The resharding-is-routine fantasy. Engineers who've never done a live resharding sketch the dual-write phase in two sentences. The reality is that dual-write divergence bugs are the most common cause of data corruption in sharded systems. The fix is to budget for shadow reads, an explicit reconciliation pass, and a rehearsed rollback plan.

The hot-shard whack-a-mole loop. A team notices Shard 3 is hot, moves the heaviest tenant, and three weeks later the next-heaviest tenant makes Shard 3 hot again. Reactive means always one celebrity user behind. The fix is continuous monitoring of per-shard traffic with an alert when any shard exceeds 1.5x the cluster median, plus a documented redistribution playbook that takes hours, not weeks.

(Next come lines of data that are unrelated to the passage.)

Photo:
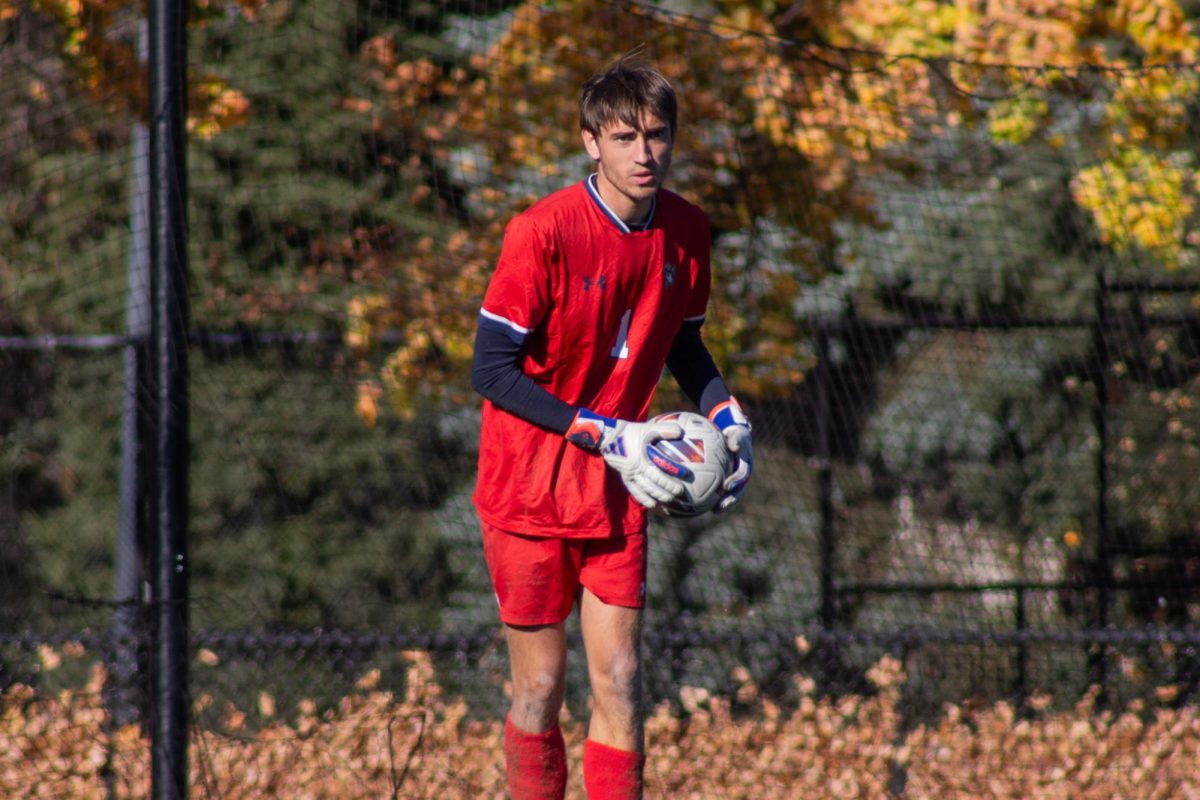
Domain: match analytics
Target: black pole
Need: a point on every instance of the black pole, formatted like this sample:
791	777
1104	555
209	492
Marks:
167	19
131	529
825	492
1098	656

The scatter-gather-everywhere anti-pattern. Once sharded, every aggregate query becomes scatter-gather. Teams paper over with stale caches and lagging materialized views. The fix is to push analytical workloads to a separate columnar store — ClickHouse, BigQuery, Snowflake — and keep the sharded OLTP system focused on point operations.

FAQ

How do I pick a shard key in a system design interview?

Start with the access pattern, not the data model. List the top three queries by frequency — if they filter by the same column, that's your shard key candidate. Check that the column has high cardinality (at least 1000x the shard count) and roughly uniform distribution. If a single value carries more than 5% of traffic, you have a hotspot risk that needs salting or a dedicated shard. Sanity-check by asking what cross-shard queries the design forces — if the answer is "everything important," reconsider.

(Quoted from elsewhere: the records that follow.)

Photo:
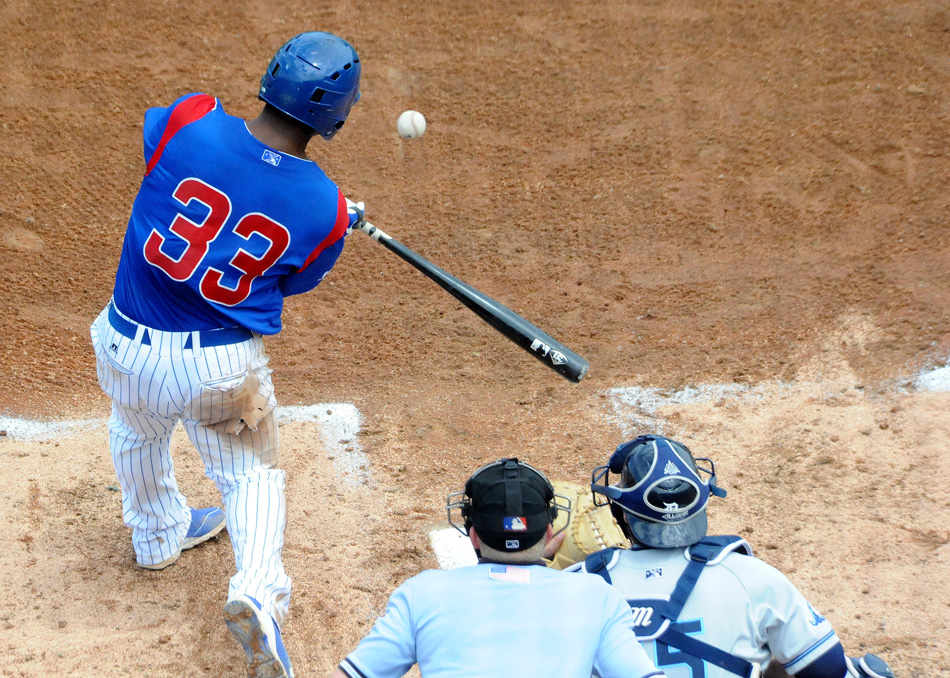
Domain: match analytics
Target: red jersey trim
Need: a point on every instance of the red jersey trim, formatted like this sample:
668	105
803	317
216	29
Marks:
339	228
186	112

What's the difference between sharding and partitioning?

Partitioning splits a table into pieces on the same database instance — same server, same storage, used for query pruning and easier retention. Sharding splits data across independent instances that share nothing — different servers, different storage, often different physical locations. Partitioning is a single-machine optimisation; sharding is horizontal scale-out. Many systems use both: sharded across servers by tenant, partitioned within each shard by date.

When should I shard versus just add read replicas?

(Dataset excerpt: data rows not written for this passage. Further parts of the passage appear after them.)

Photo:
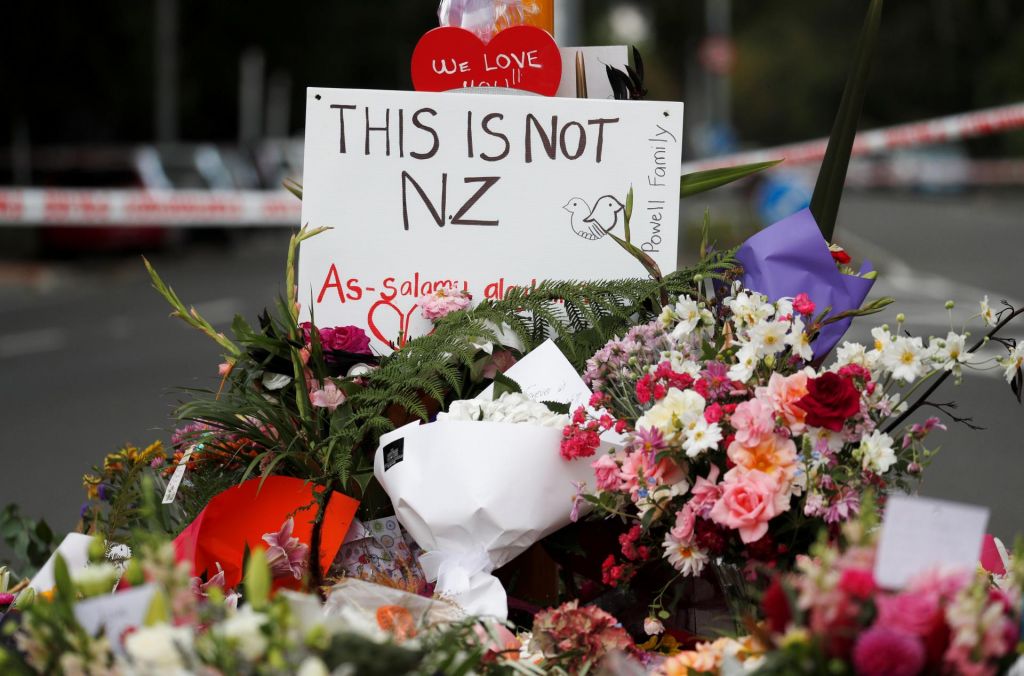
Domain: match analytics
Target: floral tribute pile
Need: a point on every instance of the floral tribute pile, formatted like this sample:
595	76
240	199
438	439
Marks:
715	450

Add read replicas first. Replicas handle read-heavy workloads cheaply, preserve single-database properties, and require almost no application changes. You shard when writes are the bottleneck — your primary can't keep up with throughput, storage exceeds what one machine can hold, or single-region latency is a compliance problem. Heuristic: if read-write ratio is above 10:1 and you haven't run out of disk, replicas are usually enough.

How does consistent hashing actually work?

You map both shards and keys onto the same ring (typically a 32- or 64-bit hash space). For each key, walk clockwise until you hit the first shard — that's where the key lives. Adding a shard moves only the keys between the new shard and its clockwise neighbour, roughly 1/N of the data. To smooth distribution, each physical shard registers many virtual nodes on the ring (100-200 per shard), so removing one spreads its load across many neighbours rather than dumping it on one.

Is sharding ever the wrong answer?

Yes — refusing to shard when not needed is a good signal. If the scenario fits on a beefy Postgres box with read replicas, say so. Sharding adds operational complexity, cross-shard query cost, and a permanent tax on every future schema change. Strong candidates reach for sharding only after vertical scaling, read replicas, caching, partitioning, and archiving cold data have been ruled out. Reaching for the biggest hammer first is a junior tell.